Romero propone revisar no sólo qué estamos dispuestos a transformar como líderes, sino cuánto margen damos a esa transformación en los espacios donde más persisten los automatismos. Transformar parte de uno mismo como líder es una práctica concreta que se pone en marcha cuando se activa la conciencia crítica, sobre los sesgos que sostenemos, las lógicas que reproducimos sin cuestionar y las decisiones que tomamos desde narrativas heredadas de otras figuras líderes, de otros modelos de decisión. Y ese gesto de apertura —incómodo, pero profundamente necesario— empieza, según Camila, con una pregunta a la vez política que recupera todo esto que conversamos ¿qué aspectos de mi liderazgo necesito desaprender para volverlo más justo, más actual, más reparador?

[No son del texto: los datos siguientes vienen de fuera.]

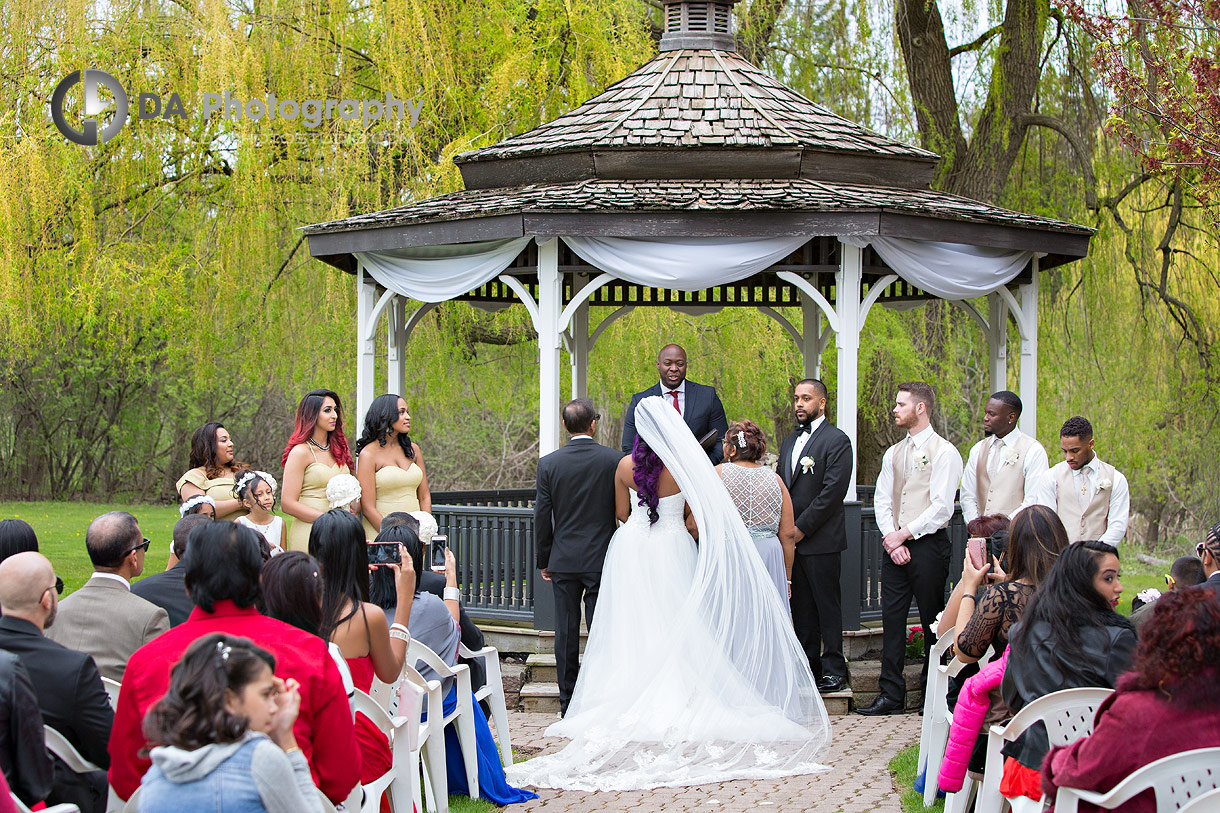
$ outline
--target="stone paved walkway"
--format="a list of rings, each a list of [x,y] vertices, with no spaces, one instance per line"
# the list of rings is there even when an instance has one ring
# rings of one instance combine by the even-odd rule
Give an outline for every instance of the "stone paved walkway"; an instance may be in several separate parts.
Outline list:
[[[721,782],[688,788],[586,793],[538,790],[538,799],[513,805],[514,813],[527,811],[650,811],[759,810],[776,813],[827,811],[827,813],[901,813],[886,765],[894,754],[919,741],[917,714],[894,717],[862,717],[849,714],[831,717],[834,734],[827,764],[831,770],[813,776],[782,780]],[[555,721],[553,714],[510,712],[509,725],[514,748],[540,749],[550,753],[567,740],[543,735]]]

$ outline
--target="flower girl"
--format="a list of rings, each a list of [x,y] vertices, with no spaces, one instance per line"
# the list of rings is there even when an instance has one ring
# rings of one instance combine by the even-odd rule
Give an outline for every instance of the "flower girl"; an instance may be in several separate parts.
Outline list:
[[[288,544],[284,518],[271,513],[275,506],[275,489],[275,478],[265,471],[247,471],[237,478],[237,484],[233,486],[233,496],[250,512],[236,521],[262,534],[271,546],[272,556],[283,553],[284,546]]]

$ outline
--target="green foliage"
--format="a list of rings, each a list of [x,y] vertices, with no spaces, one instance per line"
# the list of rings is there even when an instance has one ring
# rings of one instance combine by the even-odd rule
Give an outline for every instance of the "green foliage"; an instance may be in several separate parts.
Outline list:
[[[923,794],[915,792],[915,774],[919,769],[919,745],[909,745],[903,748],[894,755],[887,767],[890,770],[890,776],[894,779],[894,786],[898,788],[903,813],[924,813],[945,809],[944,799],[936,799],[931,807],[925,808]]]

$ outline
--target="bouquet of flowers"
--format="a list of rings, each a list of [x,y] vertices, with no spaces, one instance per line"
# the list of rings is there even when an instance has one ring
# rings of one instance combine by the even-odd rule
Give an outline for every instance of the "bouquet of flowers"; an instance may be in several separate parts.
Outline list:
[[[911,627],[907,633],[907,657],[923,657],[923,627]]]

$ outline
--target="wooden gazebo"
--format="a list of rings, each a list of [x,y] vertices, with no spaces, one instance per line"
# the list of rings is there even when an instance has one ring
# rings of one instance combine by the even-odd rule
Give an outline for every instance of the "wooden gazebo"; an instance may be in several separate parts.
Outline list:
[[[433,308],[524,304],[538,333],[546,454],[559,444],[561,347],[580,396],[589,351],[633,308],[752,307],[783,326],[808,375],[835,336],[838,424],[855,445],[869,309],[942,298],[985,332],[993,389],[1007,386],[1015,321],[1022,428],[1032,434],[1038,275],[1084,257],[1092,231],[931,189],[936,155],[834,115],[738,56],[735,0],[662,2],[656,58],[570,113],[459,155],[464,191],[305,228],[314,257],[356,278],[356,418],[380,389],[374,339],[383,315],[382,391],[402,392],[403,348]],[[982,297],[986,313],[970,301]],[[592,332],[590,305],[615,308]],[[799,324],[777,310],[796,307]],[[880,553],[854,472],[847,500],[859,518],[849,528],[861,529],[843,562],[844,620],[853,624],[875,614]],[[471,548],[479,567],[501,563],[470,580],[492,592],[468,587],[466,600],[476,614],[545,627],[546,591],[535,615],[529,509],[500,504],[438,514],[443,526],[482,540],[470,543],[483,551]],[[484,549],[498,544],[493,537],[511,537],[516,552]]]

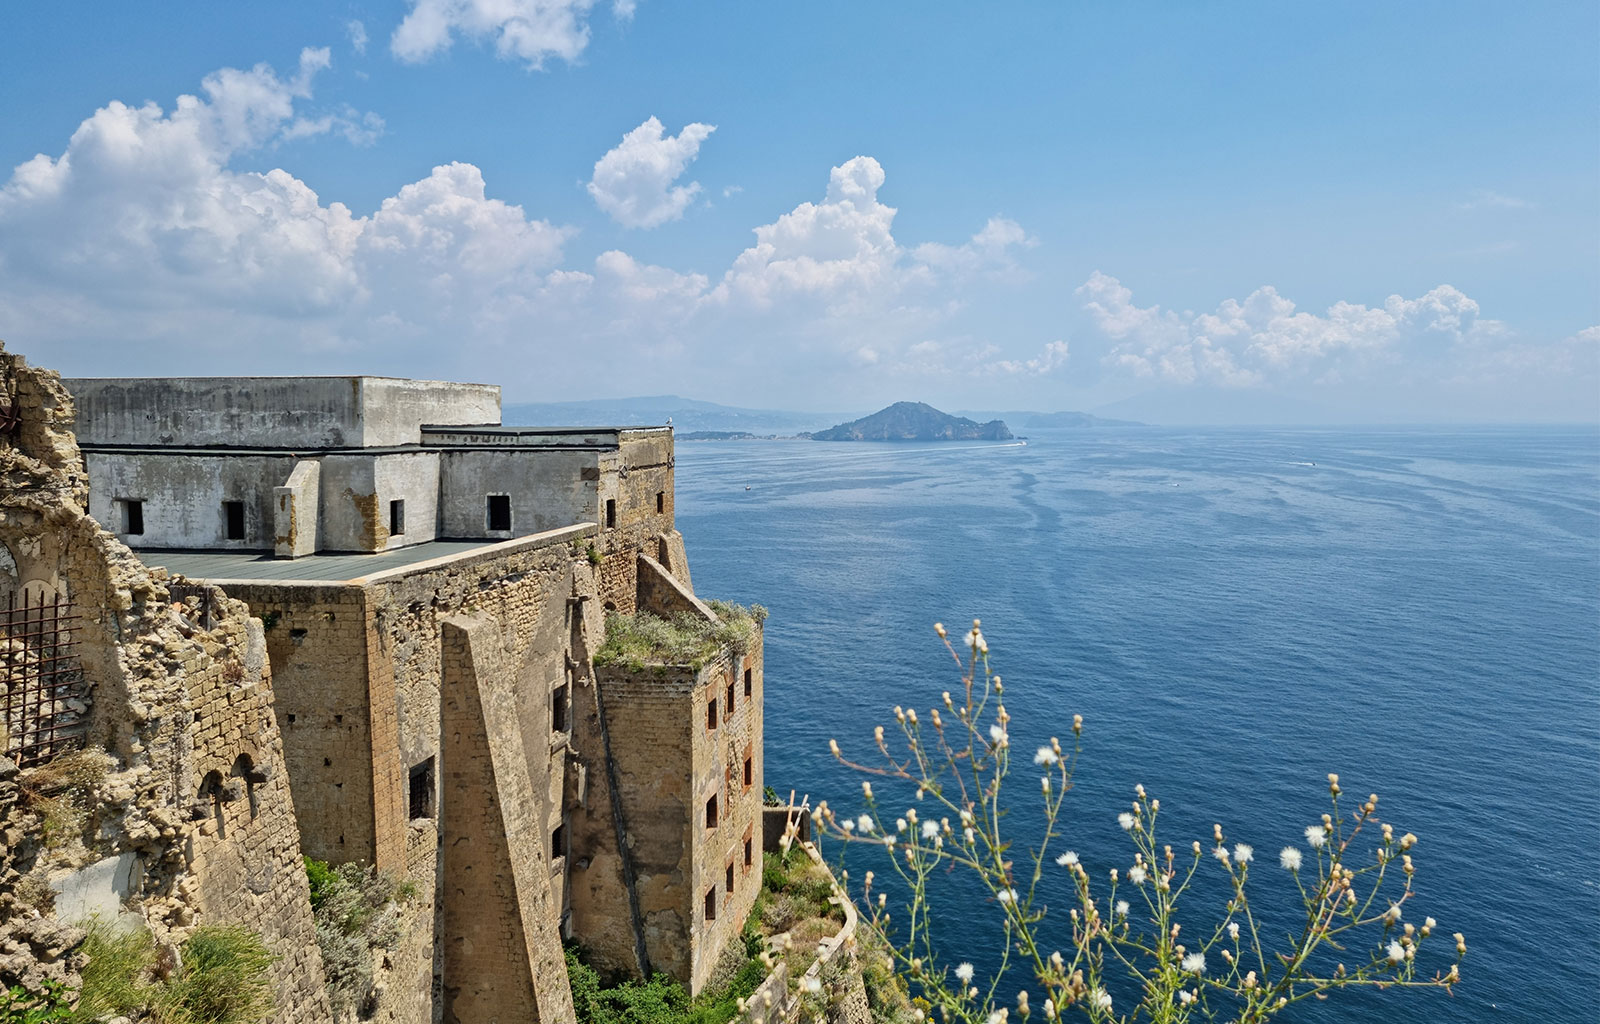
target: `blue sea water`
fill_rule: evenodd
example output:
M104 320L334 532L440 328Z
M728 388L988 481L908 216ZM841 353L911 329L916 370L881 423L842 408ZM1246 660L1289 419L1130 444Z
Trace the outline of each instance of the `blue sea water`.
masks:
M1180 849L1251 843L1258 900L1292 897L1276 851L1330 771L1421 838L1407 918L1438 919L1441 965L1466 933L1466 983L1287 1019L1600 1018L1600 433L684 443L677 488L696 589L772 613L774 788L859 808L828 740L866 756L893 705L933 707L933 622L981 617L1016 749L1085 717L1067 845L1097 876L1130 862L1135 783ZM944 919L944 951L992 965L983 919Z

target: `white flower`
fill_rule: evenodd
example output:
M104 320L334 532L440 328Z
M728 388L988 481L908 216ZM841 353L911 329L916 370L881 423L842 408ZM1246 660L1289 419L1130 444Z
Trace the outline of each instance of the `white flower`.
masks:
M1321 825L1306 826L1306 842L1311 844L1313 850L1322 849L1322 844L1328 841L1328 833Z
M998 899L1001 903L1015 903L1017 901L1017 890L1001 889L995 893L995 899Z
M1226 864L1226 863L1228 863L1228 848L1226 846L1214 847L1211 850L1211 856L1217 858L1218 860L1222 861L1222 863Z
M1089 1005L1096 1010L1111 1010L1111 993L1103 988L1093 989L1089 993Z
M1078 863L1078 855L1073 853L1071 850L1068 850L1066 853L1063 853L1061 856L1056 858L1056 863L1060 864L1064 868L1071 867L1072 865Z
M1398 922L1400 920L1400 904L1389 904L1389 909L1383 912L1383 919L1390 924Z
M1285 846L1278 854L1278 863L1288 871L1300 870L1300 851L1292 846Z
M1206 973L1206 955L1204 953L1190 953L1183 958L1183 969L1191 974Z
M1235 942L1239 941L1239 922L1238 921L1229 921L1228 922L1228 938L1234 940Z
M1389 962L1397 964L1406 958L1406 947L1398 942L1389 943Z
M1188 1006L1190 1003L1194 1002L1194 993L1190 992L1186 988L1178 989L1178 1002L1182 1003L1184 1006Z
M1010 1015L1011 1011L1002 1006L985 1017L983 1024L1006 1024L1006 1018Z
M894 845L894 836L884 836L883 837L883 845L885 845L885 846L893 846Z
M821 992L822 979L817 977L815 974L808 974L801 979L800 987L805 989L807 992Z
M1007 743L1005 729L998 724L989 726L989 739L997 747L1005 746Z
M1133 867L1129 868L1128 869L1128 881L1132 882L1134 885L1143 885L1144 884L1144 868L1140 867L1137 864L1135 864Z
M1122 826L1122 831L1132 832L1133 815L1129 814L1127 811L1123 811L1121 814L1117 815L1117 824Z
M962 829L961 830L961 834L962 834L962 836L964 836L966 838L968 844L971 844L971 843L977 841L978 834L976 832L972 831L972 829L970 829L970 828Z
M1118 917L1127 917L1128 916L1128 901L1127 900L1118 900L1117 901L1117 916Z
M856 819L856 828L858 830L860 830L862 833L871 832L872 831L872 819L870 817L868 817L867 815L863 814L861 817Z
M1255 853L1256 851L1248 843L1237 843L1233 847L1233 859L1240 864L1250 863L1250 858L1254 857Z
M1422 927L1428 929L1428 931L1431 932L1435 928L1439 927L1439 922L1435 921L1433 918L1430 917L1430 918L1427 918L1426 920L1424 920L1422 922Z
M904 818L896 818L896 819L894 819L894 830L896 832L904 832L906 830L906 819L904 819Z
M961 984L970 984L972 982L972 965L964 961L956 964L956 977L961 980Z
M1044 795L1045 796L1049 796L1050 795L1050 776L1048 776L1048 775L1039 776L1039 788L1044 790Z
M1040 747L1038 753L1033 755L1034 764L1055 764L1061 760L1056 756L1055 750L1050 747Z
M924 839L934 839L934 838L937 838L938 835L939 835L939 823L938 822L936 822L936 821L925 821L925 822L922 823L922 838L924 838Z

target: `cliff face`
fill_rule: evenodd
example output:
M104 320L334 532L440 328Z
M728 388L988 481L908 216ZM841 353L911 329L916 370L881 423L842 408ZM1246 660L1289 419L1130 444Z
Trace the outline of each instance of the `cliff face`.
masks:
M896 402L871 416L811 435L813 441L1009 441L1000 420L978 423L940 412L926 402Z

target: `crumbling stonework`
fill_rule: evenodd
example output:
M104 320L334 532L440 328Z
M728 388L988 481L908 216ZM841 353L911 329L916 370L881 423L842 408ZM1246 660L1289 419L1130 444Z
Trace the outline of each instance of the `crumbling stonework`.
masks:
M84 752L0 770L0 984L29 981L28 956L74 980L69 926L86 908L164 949L201 923L238 923L277 957L275 1019L327 1019L259 624L217 592L175 604L86 514L55 374L0 348L0 386L16 423L0 437L0 546L15 567L0 583L71 602L88 688Z

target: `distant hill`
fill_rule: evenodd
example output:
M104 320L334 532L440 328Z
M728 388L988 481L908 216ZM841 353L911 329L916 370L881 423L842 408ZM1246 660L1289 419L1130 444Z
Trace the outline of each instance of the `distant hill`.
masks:
M741 409L677 395L599 398L579 402L508 402L500 420L508 427L633 427L672 420L679 431L798 434L820 430L838 413ZM681 435L680 435L681 436Z
M896 402L871 416L811 435L813 441L1009 441L1000 420L979 423L940 412L926 402Z

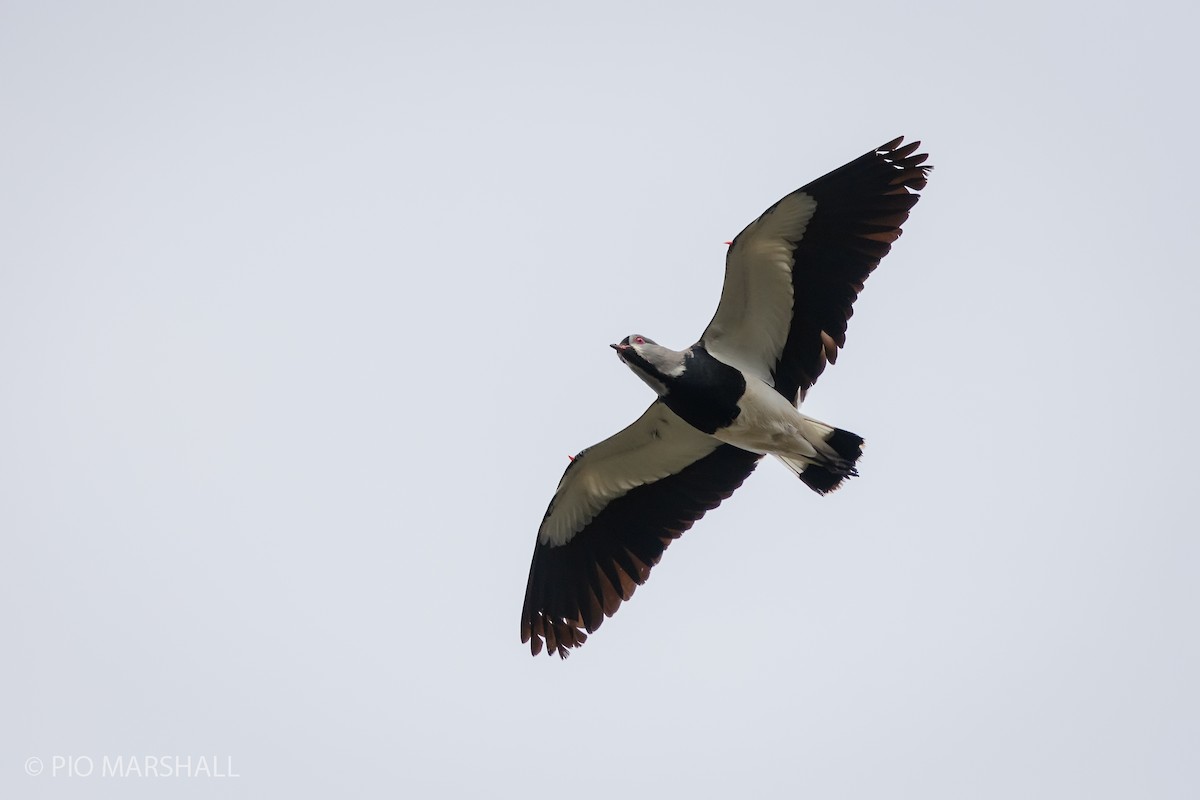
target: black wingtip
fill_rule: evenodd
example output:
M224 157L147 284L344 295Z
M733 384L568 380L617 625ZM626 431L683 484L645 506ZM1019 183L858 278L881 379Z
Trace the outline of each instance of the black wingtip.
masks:
M883 156L889 165L895 168L896 175L892 178L893 186L900 186L912 192L919 192L928 184L930 171L933 166L926 164L928 153L917 153L921 140L915 139L906 145L903 136L897 136L887 144L875 148L875 154Z
M760 458L721 445L680 472L611 501L568 542L538 542L521 641L535 656L544 651L560 658L583 645L646 582L667 546L729 497Z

¿Vamos cerrando? Liderar no es repetir modelos exitosos, es crear las condiciones para que otras personas puedan tener éxito
El liderazgo es una respuesta ética, estratégica y organizacional a los desafíos que nos plantea este tiempo y las personas, que lógicamente y naturalmente van cambiando. Y no estamos hablando solamente de adaptabilidad o de inteligencia emocional, estamos hablando de la capacidad de sostener procesos, personas, contextos y sentidos cuando todo alrededor empuja al cortoplacismo, a la productividad sin pausa, la automatización y temor al cambio, a la desafección y al desgaste.
Estas cinco preguntas no pretenden decirle a nadie cómo liderar, pero sí buscan poner en palabras una intuición que muchos sentimos desde hace tiempo… que liderar, en 2025, exige algo más que resultados, exige conciencia, exige escucha, exige humanidad (y sobre todo, exige coraje para revisar el lugar desde el cual lo hacemos).